Vector transpose: exchange the rows and columns

\[\small{\mathbf{a}^T} = \begin{bmatrix} 5 & 3 & -2 \end{bmatrix}\]

The superscript, \(\small^T\), means vector transpose. Note, \(\small{\left(\mathbf{a}^T \right)^T = \mathbf{a}}\)

Vector Addition and Subtraction

Same as in scalar algebra (elementwise)

Vector addition/subtraction (consistent orientation is important)

\[\small{\mathbf{a}^T} = \begin{bmatrix} 5 & 3 & -2 \end{bmatrix}\]

\[\small\mathbf{b}^T = \begin{bmatrix} -5 & 0 & 1 \end{bmatrix}\]

\[\small\mathbf{a}^T + \mathbf{b}^T= \begin{bmatrix} 0 & 3 & -1 \end{bmatrix}\]

\[\small\mathbf{a} - \mathbf{b} = \begin{bmatrix} 10 \\ 3 \\ -3 \end{bmatrix}\]

Vector Multiplication

So if addition and subtraction are elementwise, shouldn’t multiplication be the same?

\(\small{\mathbf{a}}\times{\mathbf{b}}={\mathbf{ab}}\)

\(\small\begin{bmatrix} 5 \\ 3 \\ -2 \end{bmatrix}\) \(\small\times\) \(\small \begin{bmatrix} -5 \\ 0 \\ 1 \end{bmatrix}\) \(\small{=}\) \(\small \begin{bmatrix} -25 \\ 0 \\ -2 \end{bmatrix}\)

No!

Actually, this is not always wrong, but is quite unusual. The above is known as the ‘Hadamard’ product (element-wise multiplication), which is a special multiplication procedure that is only possible for vectors/matrices of the same dimension (and only done when specified as Hadamard product).

Vector Multiplication

Vector multiplication is both multiplication and summation of scalars. Before performing vector multiplication, there has to be consistency with inner dimensions of the vectors being multiplied.

Visually this is seen with the following example: \(\small{\mathbf{a}^T}\times{\mathbf{b}}\)

\(\small\begin{bmatrix} a_{1} & a_{2} & \dots a_{n} \end{bmatrix} \times \begin{bmatrix} b_{1} \\ b_{2} \\ \dots \\ b_{n} \end{bmatrix} = a_{1}b_{1}+a_{2}b_{2}+\dots+a_{n}b_{n}=\sum{ab}\)

Here, \(\small{\mathbf{a}^T}\) is a \(\small{1 \times n}\) vector, and \(\small{\mathbf{b}}\) is a \(\small{n \times 1}\) vector
- The inner dimensions are \(\small\left({n} \times n\right)\).
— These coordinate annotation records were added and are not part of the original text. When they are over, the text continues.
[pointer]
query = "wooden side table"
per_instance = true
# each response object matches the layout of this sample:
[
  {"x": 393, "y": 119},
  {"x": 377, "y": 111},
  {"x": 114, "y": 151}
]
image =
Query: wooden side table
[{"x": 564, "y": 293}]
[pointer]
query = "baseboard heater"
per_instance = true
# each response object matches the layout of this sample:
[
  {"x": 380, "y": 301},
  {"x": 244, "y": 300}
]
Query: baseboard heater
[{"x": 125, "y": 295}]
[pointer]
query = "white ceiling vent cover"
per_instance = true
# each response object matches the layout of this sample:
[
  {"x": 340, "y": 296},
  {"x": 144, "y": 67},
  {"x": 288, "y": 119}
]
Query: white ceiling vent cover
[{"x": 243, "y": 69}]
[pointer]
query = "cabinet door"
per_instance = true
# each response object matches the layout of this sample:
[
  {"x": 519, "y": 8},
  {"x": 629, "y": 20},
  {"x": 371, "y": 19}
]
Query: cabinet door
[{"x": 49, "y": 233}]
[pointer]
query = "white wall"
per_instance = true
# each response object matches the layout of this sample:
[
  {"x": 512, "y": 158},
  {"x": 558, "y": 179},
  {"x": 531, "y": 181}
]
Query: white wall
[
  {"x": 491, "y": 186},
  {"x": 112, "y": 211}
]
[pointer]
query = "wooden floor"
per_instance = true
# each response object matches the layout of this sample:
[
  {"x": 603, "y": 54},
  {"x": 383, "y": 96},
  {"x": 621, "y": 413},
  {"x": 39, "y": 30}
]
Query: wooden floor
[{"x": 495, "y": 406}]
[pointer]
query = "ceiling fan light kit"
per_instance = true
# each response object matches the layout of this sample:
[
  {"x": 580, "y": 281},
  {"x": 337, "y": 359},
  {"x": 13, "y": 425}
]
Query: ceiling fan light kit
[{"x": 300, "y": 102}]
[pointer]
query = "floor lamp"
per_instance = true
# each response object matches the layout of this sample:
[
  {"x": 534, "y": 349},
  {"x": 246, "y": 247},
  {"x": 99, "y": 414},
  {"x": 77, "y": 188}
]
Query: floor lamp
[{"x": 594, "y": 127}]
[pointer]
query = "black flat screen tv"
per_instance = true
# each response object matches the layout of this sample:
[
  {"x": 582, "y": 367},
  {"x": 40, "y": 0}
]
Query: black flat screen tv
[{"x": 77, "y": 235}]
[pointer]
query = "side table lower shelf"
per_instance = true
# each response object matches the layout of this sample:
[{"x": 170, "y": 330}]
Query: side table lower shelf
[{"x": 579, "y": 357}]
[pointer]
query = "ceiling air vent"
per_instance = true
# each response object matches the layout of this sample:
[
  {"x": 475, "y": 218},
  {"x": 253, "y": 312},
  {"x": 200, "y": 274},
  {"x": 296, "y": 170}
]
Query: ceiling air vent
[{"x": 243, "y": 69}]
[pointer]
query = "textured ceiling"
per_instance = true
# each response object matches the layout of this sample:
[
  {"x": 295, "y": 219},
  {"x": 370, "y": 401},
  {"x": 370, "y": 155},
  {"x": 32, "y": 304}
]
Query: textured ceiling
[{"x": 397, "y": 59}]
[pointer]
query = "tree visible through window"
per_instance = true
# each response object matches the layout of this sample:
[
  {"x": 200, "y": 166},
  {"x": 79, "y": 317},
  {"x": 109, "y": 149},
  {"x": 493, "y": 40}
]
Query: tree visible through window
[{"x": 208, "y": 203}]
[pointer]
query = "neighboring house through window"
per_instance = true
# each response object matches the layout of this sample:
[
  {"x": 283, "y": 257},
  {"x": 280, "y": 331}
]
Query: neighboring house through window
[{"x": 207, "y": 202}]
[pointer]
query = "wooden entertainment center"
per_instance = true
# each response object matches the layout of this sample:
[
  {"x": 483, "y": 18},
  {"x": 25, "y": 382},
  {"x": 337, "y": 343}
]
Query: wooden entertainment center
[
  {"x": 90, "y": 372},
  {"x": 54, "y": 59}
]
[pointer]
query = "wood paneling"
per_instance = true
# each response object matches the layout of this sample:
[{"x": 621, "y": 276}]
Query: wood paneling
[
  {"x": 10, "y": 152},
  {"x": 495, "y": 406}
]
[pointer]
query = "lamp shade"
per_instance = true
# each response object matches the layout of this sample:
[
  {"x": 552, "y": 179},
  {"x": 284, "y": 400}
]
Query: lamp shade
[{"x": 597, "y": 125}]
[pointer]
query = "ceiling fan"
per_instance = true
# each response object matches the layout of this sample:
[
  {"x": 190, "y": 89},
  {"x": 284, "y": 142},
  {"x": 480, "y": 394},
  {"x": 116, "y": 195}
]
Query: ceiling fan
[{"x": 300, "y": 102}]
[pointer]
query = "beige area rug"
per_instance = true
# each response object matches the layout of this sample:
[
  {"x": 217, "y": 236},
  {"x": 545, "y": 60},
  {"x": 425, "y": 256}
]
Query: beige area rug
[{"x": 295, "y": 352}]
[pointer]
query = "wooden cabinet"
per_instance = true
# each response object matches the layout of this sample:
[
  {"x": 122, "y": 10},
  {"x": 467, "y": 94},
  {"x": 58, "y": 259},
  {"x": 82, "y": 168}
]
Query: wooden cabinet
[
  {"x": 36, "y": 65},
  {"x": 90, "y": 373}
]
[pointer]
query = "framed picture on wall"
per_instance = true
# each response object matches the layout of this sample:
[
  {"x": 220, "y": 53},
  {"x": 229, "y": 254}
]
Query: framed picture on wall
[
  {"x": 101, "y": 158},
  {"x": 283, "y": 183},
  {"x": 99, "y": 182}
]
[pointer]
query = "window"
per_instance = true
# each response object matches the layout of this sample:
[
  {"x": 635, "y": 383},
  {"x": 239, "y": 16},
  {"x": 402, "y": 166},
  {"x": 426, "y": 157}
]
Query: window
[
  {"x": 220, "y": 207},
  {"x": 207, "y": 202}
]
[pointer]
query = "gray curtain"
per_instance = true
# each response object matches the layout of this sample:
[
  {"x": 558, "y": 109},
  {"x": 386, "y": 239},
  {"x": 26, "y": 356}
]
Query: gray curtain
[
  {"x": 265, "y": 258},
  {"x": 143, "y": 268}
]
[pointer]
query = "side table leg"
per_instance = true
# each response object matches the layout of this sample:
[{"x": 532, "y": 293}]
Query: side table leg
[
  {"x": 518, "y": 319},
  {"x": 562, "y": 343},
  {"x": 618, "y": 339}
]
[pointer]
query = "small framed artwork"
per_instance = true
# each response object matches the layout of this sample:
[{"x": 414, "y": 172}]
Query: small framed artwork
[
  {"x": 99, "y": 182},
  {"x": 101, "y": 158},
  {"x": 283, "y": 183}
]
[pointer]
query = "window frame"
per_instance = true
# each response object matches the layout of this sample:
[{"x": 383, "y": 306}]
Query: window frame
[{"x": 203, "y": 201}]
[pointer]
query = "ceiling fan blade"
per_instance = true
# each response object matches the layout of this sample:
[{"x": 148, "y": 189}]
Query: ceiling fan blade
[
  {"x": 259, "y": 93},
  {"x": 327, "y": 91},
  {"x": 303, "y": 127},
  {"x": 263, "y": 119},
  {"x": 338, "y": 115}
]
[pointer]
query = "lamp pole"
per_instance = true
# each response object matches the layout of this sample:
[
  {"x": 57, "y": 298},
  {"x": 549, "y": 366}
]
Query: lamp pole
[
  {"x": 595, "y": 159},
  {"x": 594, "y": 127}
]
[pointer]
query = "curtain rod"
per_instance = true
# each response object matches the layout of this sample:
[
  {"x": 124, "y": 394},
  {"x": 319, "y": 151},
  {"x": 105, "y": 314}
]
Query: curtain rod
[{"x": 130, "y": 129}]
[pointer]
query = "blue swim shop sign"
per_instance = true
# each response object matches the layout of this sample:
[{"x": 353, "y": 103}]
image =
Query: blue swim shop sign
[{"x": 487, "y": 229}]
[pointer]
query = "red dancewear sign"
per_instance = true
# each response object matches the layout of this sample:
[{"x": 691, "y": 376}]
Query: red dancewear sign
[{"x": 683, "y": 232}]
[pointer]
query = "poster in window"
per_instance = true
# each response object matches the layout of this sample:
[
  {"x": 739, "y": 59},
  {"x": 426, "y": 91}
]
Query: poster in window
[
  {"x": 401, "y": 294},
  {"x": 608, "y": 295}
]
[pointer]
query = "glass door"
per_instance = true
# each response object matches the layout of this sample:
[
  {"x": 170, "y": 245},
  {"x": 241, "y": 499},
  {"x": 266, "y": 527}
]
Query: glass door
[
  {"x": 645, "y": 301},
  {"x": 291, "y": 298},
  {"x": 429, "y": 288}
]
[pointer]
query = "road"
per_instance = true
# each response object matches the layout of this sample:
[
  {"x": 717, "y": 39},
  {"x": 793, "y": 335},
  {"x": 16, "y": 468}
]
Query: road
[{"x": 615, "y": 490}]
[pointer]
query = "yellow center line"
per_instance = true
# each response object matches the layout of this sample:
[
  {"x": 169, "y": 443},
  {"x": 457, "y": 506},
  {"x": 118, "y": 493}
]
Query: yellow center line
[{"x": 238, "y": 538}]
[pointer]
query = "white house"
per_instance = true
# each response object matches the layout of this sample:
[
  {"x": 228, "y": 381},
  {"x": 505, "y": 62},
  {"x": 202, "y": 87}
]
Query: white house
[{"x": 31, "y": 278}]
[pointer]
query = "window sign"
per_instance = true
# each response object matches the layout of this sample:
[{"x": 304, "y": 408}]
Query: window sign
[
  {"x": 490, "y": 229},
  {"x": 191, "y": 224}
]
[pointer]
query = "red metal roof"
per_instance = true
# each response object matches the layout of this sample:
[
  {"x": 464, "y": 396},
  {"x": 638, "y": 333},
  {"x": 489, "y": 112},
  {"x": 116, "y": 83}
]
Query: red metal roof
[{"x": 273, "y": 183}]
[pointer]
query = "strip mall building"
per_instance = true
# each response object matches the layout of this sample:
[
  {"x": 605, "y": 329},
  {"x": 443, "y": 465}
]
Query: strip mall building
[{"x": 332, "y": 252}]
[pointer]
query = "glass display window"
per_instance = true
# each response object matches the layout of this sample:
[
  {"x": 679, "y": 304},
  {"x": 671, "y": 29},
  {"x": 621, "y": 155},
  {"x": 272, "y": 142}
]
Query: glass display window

Found by lining up the vector dimensions: \(\small{1 \times \color{red}{n} \times \color{red}{n} \times 1}\)
- The outer dimensions are \(\small\left({1} \times 1\right)\). Found by lining up the vector dimensions: \(\small{\color{red}{1} \times n \times n \times \color{red}{1}}\)
Thus, we are multiplying each of the \(\small{n}\) elements in \(\small{\mathbf{a}^T}\) times each of the \(\small{n}\) elements in \(\small{\mathbf{b}}\) and summing them
The output is a scalar (\(\small{1 \times 1}\) dimensions). This is called an inner product

Vector Multiplication (cont.): Vector Inner-products

If inner dimensions match, the multiplication is possible. The product has dimensions equal to the outer dimensions of the match. There are two types of products:
- Inner-product: the vector product results is a single scalar, i.e., the outer dimensions are \(\small{1} \times 1\)
- Outer-product: the vector product results in a series of scalar products with number and arrangement defined by outer dimensions. This creates a matrix

Vector Inner-Product

For \(\small{n} \times 1\) vectors: \(\small\mathbf{a}^T \mathbf{b} = \sum_{i=1}^n a_ib_i\)

For example, for the vectors: \(\small\mathbf{a}^T = \begin{bmatrix} 5 & 3 & -2 \end{bmatrix}\) & \(\small\mathbf{b} = \begin{bmatrix} -5 \\ 0 \\ 1 \end{bmatrix}\)

\(\small\mathbf{a}^T \mathbf{b} = \left(5\times -5 \right) + \left(3 \times 0 \right) + \left(-2 \times 1 \right) = -27\)

Helpful mnemonic: “Run Amok Computational Demon!” for row-across and column-down pattern (will be helpful for matrices)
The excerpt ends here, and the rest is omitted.